The phenomenon of religious belief poses many interesting and challenging questions: Those who don’t have the privilege of believing in miracles, divine providence, or resurrection often find it difficult to understand the meaning of religious concepts in a society characterized by a primarily scientific paradigm in fields like economy, technics, justice, or politics. A number of questions concerning religious belief seem to have puzzled also Ludwig Wittgenstein and he came up with interesting questions and answers to this effect. His concept of hinge beliefs, if applicable to religious belief, is a surprising and convincing explanation of the phenomenon of religious belief. But can it really be applied to religion and did Wittgenstein do that? This paper will try to find answers to these questions.

 

Here are a number of questions pertinent to religion to which Wittgenstein indirectly respon­ded:

 

a) Are religious beliefs comparable to the hinge beliefs of a secular world-picture?

b) How can a religious world-picture coexist with the scientific world-picture which dominates today’s politics, economics and jurisdiction?

c) How is a religious belief acquired?

d) What exactly do the faithful believe, what do they know and what do they feel certain of?
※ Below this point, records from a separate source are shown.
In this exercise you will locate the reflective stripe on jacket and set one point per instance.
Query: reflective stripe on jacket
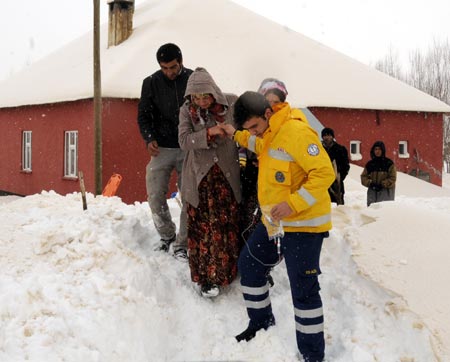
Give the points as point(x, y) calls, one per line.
point(293, 167)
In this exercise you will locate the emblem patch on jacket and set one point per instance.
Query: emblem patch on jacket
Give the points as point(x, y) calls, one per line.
point(279, 176)
point(313, 149)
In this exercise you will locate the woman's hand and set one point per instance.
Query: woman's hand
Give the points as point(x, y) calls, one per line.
point(216, 131)
point(228, 129)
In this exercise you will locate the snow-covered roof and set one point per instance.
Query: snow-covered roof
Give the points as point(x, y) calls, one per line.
point(238, 47)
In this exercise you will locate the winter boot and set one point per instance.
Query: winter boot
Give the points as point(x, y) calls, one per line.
point(250, 332)
point(209, 290)
point(164, 244)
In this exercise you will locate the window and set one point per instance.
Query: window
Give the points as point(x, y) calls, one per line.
point(403, 149)
point(26, 151)
point(355, 151)
point(71, 154)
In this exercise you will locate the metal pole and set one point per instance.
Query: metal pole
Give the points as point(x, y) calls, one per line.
point(97, 101)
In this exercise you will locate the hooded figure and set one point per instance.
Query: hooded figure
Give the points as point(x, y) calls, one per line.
point(210, 184)
point(379, 175)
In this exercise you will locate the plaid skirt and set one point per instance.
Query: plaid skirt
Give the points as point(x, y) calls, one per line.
point(213, 226)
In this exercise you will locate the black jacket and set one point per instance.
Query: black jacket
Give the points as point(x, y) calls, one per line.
point(340, 154)
point(159, 107)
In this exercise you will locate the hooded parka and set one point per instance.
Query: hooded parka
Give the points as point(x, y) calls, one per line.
point(293, 167)
point(201, 155)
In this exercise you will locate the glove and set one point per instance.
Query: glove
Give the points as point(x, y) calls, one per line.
point(375, 187)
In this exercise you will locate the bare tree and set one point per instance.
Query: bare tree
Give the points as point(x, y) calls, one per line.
point(390, 64)
point(429, 72)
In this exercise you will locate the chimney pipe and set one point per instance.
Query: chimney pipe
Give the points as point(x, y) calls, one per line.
point(120, 21)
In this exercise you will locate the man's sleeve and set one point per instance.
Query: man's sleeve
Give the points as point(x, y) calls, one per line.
point(145, 112)
point(245, 139)
point(345, 163)
point(314, 160)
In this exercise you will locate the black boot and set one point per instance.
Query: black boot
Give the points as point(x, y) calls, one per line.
point(250, 332)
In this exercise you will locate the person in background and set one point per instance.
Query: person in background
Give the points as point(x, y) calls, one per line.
point(339, 158)
point(379, 175)
point(294, 175)
point(161, 97)
point(211, 185)
point(275, 92)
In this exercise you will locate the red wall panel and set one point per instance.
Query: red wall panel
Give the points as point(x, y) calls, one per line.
point(423, 132)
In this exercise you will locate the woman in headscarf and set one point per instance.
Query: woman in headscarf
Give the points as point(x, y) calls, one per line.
point(379, 175)
point(211, 185)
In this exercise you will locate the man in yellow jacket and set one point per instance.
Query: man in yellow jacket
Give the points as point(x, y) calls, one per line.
point(295, 173)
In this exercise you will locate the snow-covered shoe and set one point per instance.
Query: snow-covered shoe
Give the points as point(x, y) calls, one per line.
point(181, 254)
point(270, 280)
point(209, 291)
point(164, 244)
point(250, 332)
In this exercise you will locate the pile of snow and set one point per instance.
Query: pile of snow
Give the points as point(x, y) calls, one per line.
point(87, 286)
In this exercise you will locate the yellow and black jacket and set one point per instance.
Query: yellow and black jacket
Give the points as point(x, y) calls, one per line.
point(293, 167)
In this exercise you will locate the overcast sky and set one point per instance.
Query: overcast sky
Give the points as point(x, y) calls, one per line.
point(362, 29)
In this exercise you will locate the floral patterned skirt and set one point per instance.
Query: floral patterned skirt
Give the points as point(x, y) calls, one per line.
point(213, 241)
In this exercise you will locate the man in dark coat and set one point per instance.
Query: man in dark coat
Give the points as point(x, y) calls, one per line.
point(158, 111)
point(379, 175)
point(339, 158)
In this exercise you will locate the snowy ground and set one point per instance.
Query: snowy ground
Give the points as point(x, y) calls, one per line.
point(86, 285)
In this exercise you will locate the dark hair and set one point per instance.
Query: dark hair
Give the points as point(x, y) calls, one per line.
point(327, 131)
point(249, 104)
point(277, 92)
point(168, 52)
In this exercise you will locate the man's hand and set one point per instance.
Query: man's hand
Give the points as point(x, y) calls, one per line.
point(216, 131)
point(281, 211)
point(153, 149)
point(229, 129)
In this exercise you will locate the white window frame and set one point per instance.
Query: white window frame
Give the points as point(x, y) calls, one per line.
point(355, 156)
point(404, 145)
point(71, 154)
point(26, 151)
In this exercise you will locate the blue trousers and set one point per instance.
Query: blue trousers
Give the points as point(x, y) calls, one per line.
point(301, 252)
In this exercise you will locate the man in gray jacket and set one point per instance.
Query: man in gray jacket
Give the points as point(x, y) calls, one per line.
point(158, 111)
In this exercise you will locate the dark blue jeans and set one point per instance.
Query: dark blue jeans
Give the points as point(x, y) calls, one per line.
point(301, 252)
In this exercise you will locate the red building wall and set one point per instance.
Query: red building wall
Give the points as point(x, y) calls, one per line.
point(423, 132)
point(48, 124)
point(124, 151)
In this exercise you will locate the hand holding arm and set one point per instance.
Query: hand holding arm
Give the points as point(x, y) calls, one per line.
point(281, 211)
point(228, 129)
point(153, 149)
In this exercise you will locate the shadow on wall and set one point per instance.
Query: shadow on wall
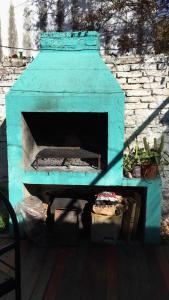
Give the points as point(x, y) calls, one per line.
point(3, 158)
point(165, 179)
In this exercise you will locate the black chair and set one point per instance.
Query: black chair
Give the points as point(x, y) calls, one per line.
point(11, 283)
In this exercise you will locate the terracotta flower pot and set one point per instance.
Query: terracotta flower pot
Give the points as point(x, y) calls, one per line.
point(136, 173)
point(149, 171)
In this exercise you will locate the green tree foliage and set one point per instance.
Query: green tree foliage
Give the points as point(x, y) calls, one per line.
point(1, 54)
point(12, 31)
point(42, 14)
point(60, 15)
point(26, 35)
point(146, 26)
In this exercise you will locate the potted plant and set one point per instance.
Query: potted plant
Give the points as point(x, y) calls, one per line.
point(144, 162)
point(152, 158)
point(132, 162)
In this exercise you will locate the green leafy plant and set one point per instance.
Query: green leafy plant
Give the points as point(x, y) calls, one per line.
point(145, 155)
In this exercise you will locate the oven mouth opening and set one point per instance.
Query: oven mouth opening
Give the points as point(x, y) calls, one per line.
point(65, 141)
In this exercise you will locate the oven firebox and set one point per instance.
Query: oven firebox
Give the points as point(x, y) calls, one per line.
point(65, 141)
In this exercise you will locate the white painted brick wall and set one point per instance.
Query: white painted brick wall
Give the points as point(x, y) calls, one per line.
point(145, 81)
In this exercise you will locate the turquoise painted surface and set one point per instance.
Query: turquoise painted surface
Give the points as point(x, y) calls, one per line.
point(79, 71)
point(72, 80)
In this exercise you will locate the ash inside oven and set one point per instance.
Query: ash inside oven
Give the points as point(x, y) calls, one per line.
point(66, 157)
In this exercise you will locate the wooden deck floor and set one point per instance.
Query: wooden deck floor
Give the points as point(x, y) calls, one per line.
point(91, 272)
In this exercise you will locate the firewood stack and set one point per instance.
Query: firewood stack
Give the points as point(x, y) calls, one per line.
point(107, 214)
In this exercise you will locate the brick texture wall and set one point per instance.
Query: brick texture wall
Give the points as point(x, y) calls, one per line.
point(145, 81)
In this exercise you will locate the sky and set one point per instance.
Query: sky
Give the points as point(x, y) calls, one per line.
point(4, 12)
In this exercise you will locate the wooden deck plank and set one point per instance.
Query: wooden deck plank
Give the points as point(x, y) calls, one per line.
point(163, 261)
point(62, 256)
point(158, 286)
point(91, 272)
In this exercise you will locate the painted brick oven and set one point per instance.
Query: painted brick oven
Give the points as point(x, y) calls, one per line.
point(67, 104)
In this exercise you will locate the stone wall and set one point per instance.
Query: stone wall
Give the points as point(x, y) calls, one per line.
point(145, 81)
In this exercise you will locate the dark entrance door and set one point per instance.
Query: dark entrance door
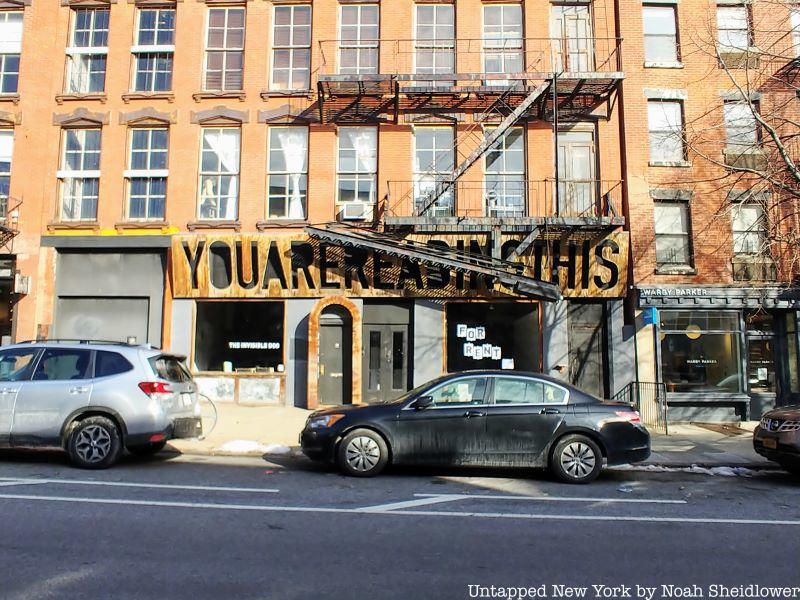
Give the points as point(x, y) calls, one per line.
point(386, 350)
point(587, 347)
point(335, 356)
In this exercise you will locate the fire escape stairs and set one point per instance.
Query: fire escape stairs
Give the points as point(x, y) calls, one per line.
point(442, 187)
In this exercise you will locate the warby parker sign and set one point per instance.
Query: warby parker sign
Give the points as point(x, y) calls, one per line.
point(295, 266)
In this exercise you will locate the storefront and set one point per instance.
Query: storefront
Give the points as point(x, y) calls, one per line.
point(725, 353)
point(282, 318)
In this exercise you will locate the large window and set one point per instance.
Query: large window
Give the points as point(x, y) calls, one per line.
point(434, 155)
point(288, 167)
point(700, 351)
point(153, 49)
point(504, 183)
point(291, 48)
point(225, 50)
point(6, 152)
point(434, 40)
point(749, 229)
point(87, 51)
point(673, 245)
point(502, 39)
point(239, 335)
point(147, 174)
point(741, 128)
point(733, 28)
point(492, 336)
point(660, 34)
point(358, 164)
point(219, 173)
point(358, 39)
point(80, 174)
point(665, 125)
point(10, 49)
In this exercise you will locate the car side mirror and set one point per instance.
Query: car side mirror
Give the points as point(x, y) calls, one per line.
point(422, 402)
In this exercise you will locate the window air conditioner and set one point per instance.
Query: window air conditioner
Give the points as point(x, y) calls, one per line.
point(356, 211)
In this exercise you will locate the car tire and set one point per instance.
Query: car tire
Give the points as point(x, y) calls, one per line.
point(576, 459)
point(94, 443)
point(145, 450)
point(362, 453)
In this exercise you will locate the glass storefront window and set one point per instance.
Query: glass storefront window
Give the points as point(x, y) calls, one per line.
point(497, 335)
point(238, 336)
point(700, 351)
e) What is the relation between religious belief and the conduct of one’s life?

 

Wittgenstein’s attitude towards religion has significantly changed in the course of his life, from his childhood in one of the richest and most influential families of Vienna to his voluntary engagement in World War I and, finally, to his late philosophy. This paper is looking at religious belief primarily from the perspective of Ludwig Wittgenstein’s latest work, posthumously edited under the title of On Certainty. Wittgenstein comes up with interesting insights into the philosophy of knowledge, belief, trust, doubt, and certainty. Moreover, Wittgenstein ‘s wrestling with religious belief and world-picture also underlines and enhances his epistemological thinking, as Michael Kober puts it: “Wittgenstein's peculiar account of religion improves our understanding of epistemic certainty. (Kober 2007: 225)

 

In order to set the scene for Wittgenstein’s reflections in On Certainty, I shall first briefly look at the development of his own attitude to religious belief as documented in his Notebooks and other sources.

 

In the following section I shall describe religious terms and phenomena as they appear in On Certainty.

 

Then I shall match appropriate aphorisms of On Certainty with the questions mentioned above and thus distill possible answers by Wittgenstein to the questions. I’ll argue that religious beliefs are hinge beliefs in Wittgenstein’s sense and that his concept of hinges opens an opportunity to better understand world-pictures different from one’s own.

 

Finally, I shall comment my findings from the epistemological point of view.